Bischoff (1980) considers the manuscript a personal collection or brevarium of Walahfrid Strabo's, who from 827 was in Fulda as a student of Hrabanus Maurus, and from 838 was abbot of the Reichenau Abbey. Hrabanus himself is known to have been interested in runes, and he is credited with the treatise Hrabani Mauri abbatis fuldensis, de inventione linguarum ab Hebraea usque ad Theodiscam ("on the invention of languages, from Hebrew to German"), identifying the Hebrew and Germanic ("Theodish") languages with their respective alphabets.

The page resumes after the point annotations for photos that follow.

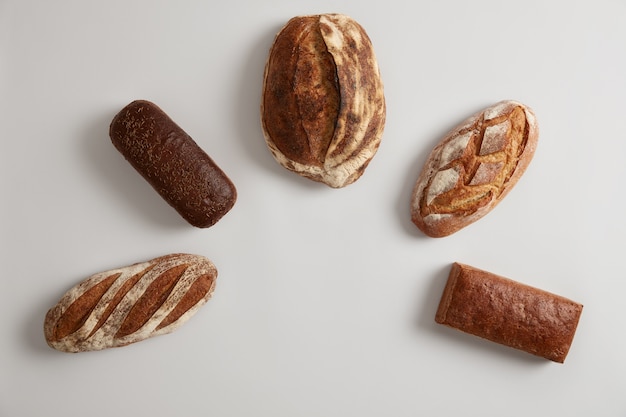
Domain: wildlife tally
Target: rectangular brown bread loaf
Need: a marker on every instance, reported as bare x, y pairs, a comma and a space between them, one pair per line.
173, 163
508, 312
129, 304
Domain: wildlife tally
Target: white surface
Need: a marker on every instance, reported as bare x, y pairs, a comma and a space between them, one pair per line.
326, 298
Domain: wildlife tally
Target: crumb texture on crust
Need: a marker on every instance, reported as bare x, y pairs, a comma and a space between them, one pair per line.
323, 106
473, 168
508, 312
130, 304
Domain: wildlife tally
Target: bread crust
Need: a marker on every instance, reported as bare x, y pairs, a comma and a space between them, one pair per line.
173, 163
508, 312
129, 304
473, 168
323, 106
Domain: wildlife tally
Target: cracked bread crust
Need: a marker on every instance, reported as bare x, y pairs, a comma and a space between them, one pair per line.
473, 168
323, 107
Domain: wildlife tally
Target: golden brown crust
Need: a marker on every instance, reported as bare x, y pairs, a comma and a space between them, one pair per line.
126, 305
176, 167
323, 107
508, 312
473, 168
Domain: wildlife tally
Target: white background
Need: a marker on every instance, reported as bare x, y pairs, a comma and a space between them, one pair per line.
326, 298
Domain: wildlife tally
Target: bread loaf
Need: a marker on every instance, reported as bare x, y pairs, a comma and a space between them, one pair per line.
508, 312
130, 304
323, 107
473, 168
176, 167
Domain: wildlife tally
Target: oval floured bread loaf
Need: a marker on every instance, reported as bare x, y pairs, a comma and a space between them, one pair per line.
323, 107
126, 305
473, 168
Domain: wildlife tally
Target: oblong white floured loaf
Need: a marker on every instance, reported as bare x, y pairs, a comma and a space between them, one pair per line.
126, 305
473, 168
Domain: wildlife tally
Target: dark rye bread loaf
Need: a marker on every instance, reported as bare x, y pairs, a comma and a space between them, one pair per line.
473, 168
129, 304
176, 167
508, 312
323, 107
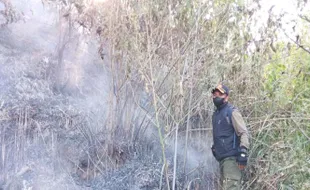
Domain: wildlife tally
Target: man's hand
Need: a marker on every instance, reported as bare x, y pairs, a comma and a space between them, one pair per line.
213, 150
242, 157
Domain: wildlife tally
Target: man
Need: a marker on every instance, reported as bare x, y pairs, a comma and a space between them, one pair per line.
230, 138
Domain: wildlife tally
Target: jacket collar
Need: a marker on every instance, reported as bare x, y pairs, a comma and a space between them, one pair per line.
222, 106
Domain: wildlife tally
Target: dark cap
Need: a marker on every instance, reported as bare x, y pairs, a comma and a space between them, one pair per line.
221, 88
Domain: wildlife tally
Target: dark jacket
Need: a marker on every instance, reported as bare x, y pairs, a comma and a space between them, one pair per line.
226, 142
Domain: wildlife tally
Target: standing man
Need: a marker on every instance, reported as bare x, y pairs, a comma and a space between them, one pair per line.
230, 138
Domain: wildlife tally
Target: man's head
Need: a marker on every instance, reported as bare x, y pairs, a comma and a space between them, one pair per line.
220, 95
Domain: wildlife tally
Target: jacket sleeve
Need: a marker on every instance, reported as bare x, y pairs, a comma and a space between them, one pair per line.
240, 128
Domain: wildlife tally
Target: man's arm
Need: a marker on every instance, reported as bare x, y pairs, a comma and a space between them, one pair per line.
240, 128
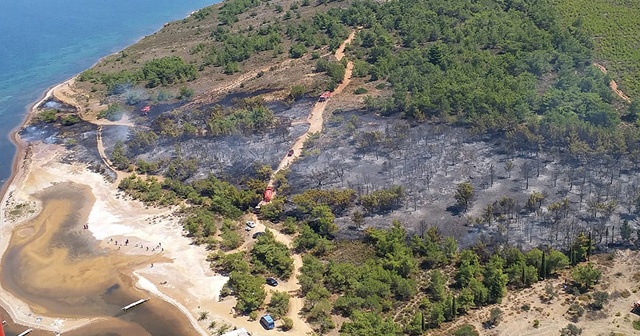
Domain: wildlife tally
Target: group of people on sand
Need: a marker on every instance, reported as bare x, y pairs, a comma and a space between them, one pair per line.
158, 247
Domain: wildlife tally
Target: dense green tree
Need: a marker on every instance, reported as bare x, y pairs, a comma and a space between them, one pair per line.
495, 280
366, 324
279, 304
248, 289
585, 275
437, 285
273, 255
118, 156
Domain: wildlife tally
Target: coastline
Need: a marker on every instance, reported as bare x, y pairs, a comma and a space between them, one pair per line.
18, 311
19, 170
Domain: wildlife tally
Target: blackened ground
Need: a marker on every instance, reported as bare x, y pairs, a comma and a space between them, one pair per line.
430, 160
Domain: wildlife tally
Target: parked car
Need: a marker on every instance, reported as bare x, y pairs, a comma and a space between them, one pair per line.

ᚠ feu forman | ᚢ ur after | ᚦ thuris thriten | ᚭ os ist imo |ᚱ rat end
stabu | oboro | os uuritan
ᚴ chaon thanne ᚼ hagal ᚾ naut habet |ᛁ is ᛅ ar ᛋ endi sol
diuet/cliuot
ᛐ [tiu] ᛒ brica ᛙ endi man | ᛚ lagu the leohto | ᛦ yr al bihabet
midi
Linguistically, the text is a mixture of Old Norse, Old Saxon and Old High German. It is probably based on a Danish original, maybe imported from Haithabu to Lower Germany, and adapted to the idiom of its recipients. The background of the Carolingian notation of Norse runes is that of intensified contacts between the Frankish Empire and Denmark which necessitated interpreters for economic and political exchanges.
The content of the poem are the names of the runes, connected by a few additional alliterating words as mnemonical aids. Differences in rune names are feu for fe, rat for reidh (as Anglo-Saxon rad), chaon for kaun, uncertain tiu for tyr (as Anglo-Saxon tiw), man for madr (as Anglo-Saxon), lagu for logr (as Anglo-Saxon).